Comment prévenir les conflits parents-enfants ?

Décider d’accueillir ses parents vieillissants chez soi plutôt que de les placer en maison de retraite est une véritable preuve d’amour. Avant de leur proposer, demandez l’avis de votre conjoint ou de vos enfants. Cette étape franchie, faites le point avec les futurs résidents sur vos attentes mutuelles et les règles de vie à adopter.

Ces règles concernent l’intimité du couple, les enfants, le bruit ainsi que les horaires d’entrée et de sortie de chaque membre. Elles peuvent aussi porter sur l’argent, la répartition des dépenses ou des tâches à la maison.

Notre guide sur l'achat d'une maison de famille détaille les options d'organisation entre générations.

La maison intergénérationnelle, est-ce économique ?

Selon la situation, ce type de logement peut être économique ou non. Si le retraité peut contribuer aux frais d’Internet ou d’électricité et reste autonome, cela est possible.

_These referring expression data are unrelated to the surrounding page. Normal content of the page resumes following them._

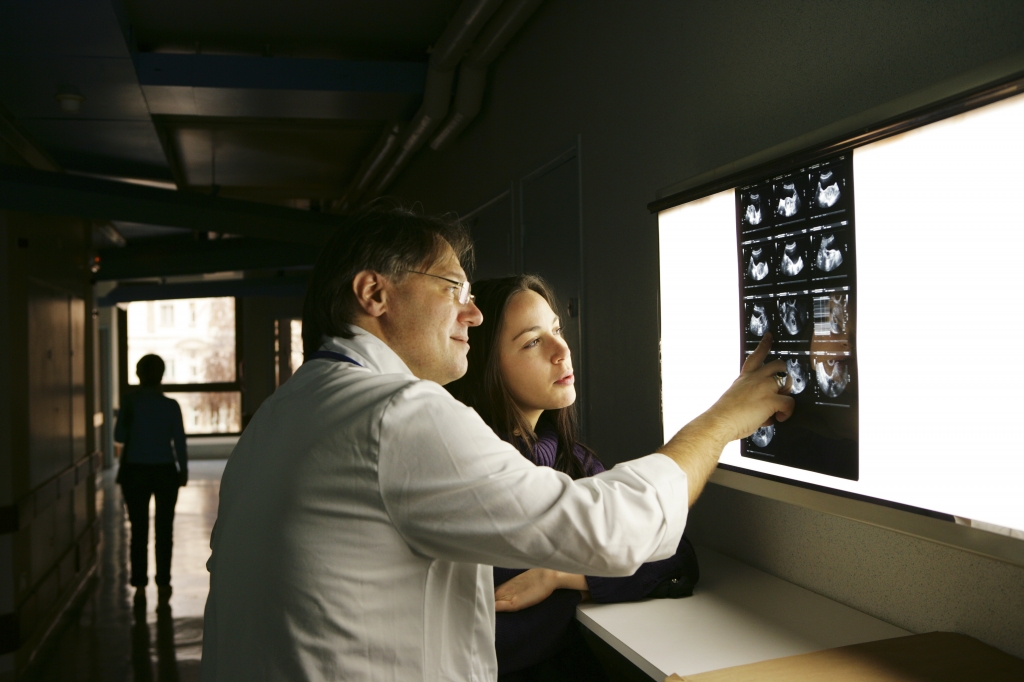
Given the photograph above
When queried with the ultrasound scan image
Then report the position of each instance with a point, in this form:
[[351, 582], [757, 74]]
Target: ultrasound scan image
[[828, 186], [790, 197], [754, 204], [788, 203], [794, 312], [833, 375], [793, 260], [796, 252], [798, 375], [763, 436], [828, 257], [832, 314], [828, 190], [759, 320], [758, 267]]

Dans le cas contraire, partager son toit avec ses parents n’est pas forcément avantageux sur le plan financier : les dépenses ne se résument pas au coût de la rénovation. Avec l’espace en supplément, il va y avoir plus de taxes municipales. Il faudra également rajouter les frais d’un infirmier à domicile.

Questions fréquentes

  • Il faut prévoir un budget minimum de 150 000 € pour acheter une maison intergénérationnelle déjà aménagée, ou entre 20 000 et 85 000 € pour transformer une maison existante en logement à deux espaces de vie distincts. Le montant final dépend surtout de l’ampleur des travaux d’accessibilité à prévoir (salle de bain adaptée, extension, accès séparé).

  • Avant d’installer ses parents chez soi, mieux vaut obtenir l’accord de son conjoint et de ses enfants, puis définir ensemble des règles claires sur l’intimité de chacun, les horaires d’entrée et de sortie, le bruit, la répartition des tâches et des dépenses. Posées dès le départ, ces règles évitent la plupart des tensions du quotidien.

  • La maison intergénérationnelle décrite dans cet article est un bien familial divisé en deux espaces de vie. Elle est différente de la cohabitation intergénérationnelle solidaire, un dispositif encadré par la loi ELAN du 23 novembre 2018 : une personne de 60 ans ou plus met une partie de son logement à la disposition d'un adulte de moins de 30 ans, en échange d'un modeste dédommagement ou de menus services rendus. Ce dispositif est détaillé par l'ANIL et par Service-public.gouv.fr, en 2026.

  • Selon France Rénov', en 2026, l'aide MaPrimeAdapt' permet de financer les travaux d'adaptation du logement (salle de bain accessible, douche de plain-pied, monte-escalier...) à hauteur de 50 à 70 % de leur montant, dans la limite de 22 000 € HT de travaux, soit une aide maximale de 15 400 €. Elle est ouverte sans condition aux personnes de 70 ans et plus, et aux personnes de 60 à 69 ans en perte d'autonomie (GIR 1 à 6) ou en situation de handicap.